There are other parties involved in the transaction also. These include the title company, mortgage company, insurance company, and in some cases attorneys.
What is dual agency?It is when the real estate agent and/or broker represents both the home buyer and the home seller in the same transaction. Depending on the state where the property is located, it may or may not be allowed.Dual agency real estate has both benefits and challenges.
The dual agency definition is when a real estate agent or broker represents both the seller and the buyer in the same transaction.
Dual agency can occur in two scenarios. It occurs when the buyer's agent and the seller's agent work for the same brokerage. Dual agency also occurs when the same real estate agent represents both the buyer and the seller.
Dual agency is illegal in some states because it is viewed as a conflict of interest. Some states that allow dual agency require the real estate agent disclose the relationship in writing to both parties.
When there is dual agency within the transaction, the agent must treat both parties equally and attempt to balance the interest of both parties without compromising either party. The possible complications of dual agency must be explained to both parties. This is why dual agency must be disclosed and agreed upon by both the buyer and the seller. If one does not agree, they have the right to be represented by a different agent.
Dual agency can occur for many different reasons. Maybe the buyer met the seller's agent at an open house and wanted to use them to make an offer. This is just one example, and there are many others. Here are some benefits of dual agency real estate:
The transaction can be handled faster because there is just one agent handling the paperwork and working with other third party service providers to get the transaction completed.It can be easier to coordinate communication because there is one less person involved.
Since there is only one agent involved, and they are more familiar with the property as well as the buyer, you get clear information being shared between parties. The agent cannot hide information from one party and disclose it to the other. They have to treat both parties equally and disclose known information to both parties.This also allows for more accurate information to be passed along.
A real estate agent that is in a dual agency situation has more commitment to completing the transaction.Typically, the commission is split between the home buyer's agent and the home seller's agent. When dual agency exists, the commission is not split with anyone else so they have a higher financial stake in the outcome of the transaction.
Since the agent is receiving a higher commission, it may be a point of negotiation in the transaction.The buyer and/or seller may request a reduction in commission to make the deal happen.
If the agent agrees to reduce the overall commission, the seller will get more cash out of the transaction or the sales price can be reduced.
Dual agency creates a conflict of interest and may not be allowed in some states. Even if the transaction is clean and straightforward, there may be something that the parties disagree over. That puts the agent in a difficult situation. Here are some pitfalls of dual agency real estate:
An agent that is representing both parties in the transaction may be incentivized to close the transaction no matter what because they will have a bigger payday. For instance, the agent may not present offers from other agents as well as they present the offer from their buyer client.This creates challenges for the seller because they are not being told all of the information they should know to make the decision that is best for their family.
A pitfall of dual agency real estate is that the agent is limited to what they can share with each party. Because they have a duty of confidentiality and loyalty to both parties, they cannot speak as freely as if they were representing just one party. For example, they cannot suggest a counter offer because the know what the other party is willing and capable of doing.They also cannot suggest you either accept or reject the offer.

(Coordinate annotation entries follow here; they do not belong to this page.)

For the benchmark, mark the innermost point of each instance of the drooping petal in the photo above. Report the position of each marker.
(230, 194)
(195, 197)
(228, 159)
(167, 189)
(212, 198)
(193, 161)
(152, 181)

Whether you are buying a home or selling your house, this is typically one of the biggest financial decisions you will make. When you are not able to get the best advice from an expert, it puts more of the burden on you. Buyers and sellers hire real estate agents because they want and need advice from an expert who is handling these types of transactions every day. When you dual agency is involved, it limits the advice you can get from your representative.
Reduced or Increased Sale Price
Due to the lack of advice, the seller will not know if they may have been able to get a higher price and the buyer will not know if they may have been able to get a lower price.This is because the agent cannot advise either party on the price and it is really left up to them.

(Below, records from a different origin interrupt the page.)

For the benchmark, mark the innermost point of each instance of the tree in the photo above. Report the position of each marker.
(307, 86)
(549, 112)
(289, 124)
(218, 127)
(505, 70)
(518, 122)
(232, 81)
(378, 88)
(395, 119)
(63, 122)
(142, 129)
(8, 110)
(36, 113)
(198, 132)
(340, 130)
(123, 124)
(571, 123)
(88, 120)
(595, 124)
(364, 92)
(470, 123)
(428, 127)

A study Raymond T. Brastow and Bennie D. Waller of Longwood University found that homes sold under dual agency sold for 20% more than homes sold by outside agents when sold within the first 30 days of the listing agreement.This is in part due to the listing agent marketing heavily to their internal buyers. On the contrary, homes sold later in the listing period sold for 5% less than homes sold by outside agents.

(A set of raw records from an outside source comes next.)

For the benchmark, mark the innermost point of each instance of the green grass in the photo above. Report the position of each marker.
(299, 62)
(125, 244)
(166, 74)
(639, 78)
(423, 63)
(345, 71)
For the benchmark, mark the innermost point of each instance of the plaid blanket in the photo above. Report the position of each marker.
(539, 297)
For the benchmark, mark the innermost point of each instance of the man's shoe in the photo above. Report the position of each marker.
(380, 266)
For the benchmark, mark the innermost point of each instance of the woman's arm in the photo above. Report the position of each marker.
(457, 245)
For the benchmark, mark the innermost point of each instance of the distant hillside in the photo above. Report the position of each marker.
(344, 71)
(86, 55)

There is much controversy around dual agency, some people are all for it and others are completely against it. It really comes down to what is best for you and your family. You need to decide what is in your best interest. It can depend on how comfortable you are with the real estate process and the agent you are working with.
Bottom line, decide before you find yourself in a dual agency real estate transaction. That way you are not making an emotional decision at the time you are ready to enter into a transaction.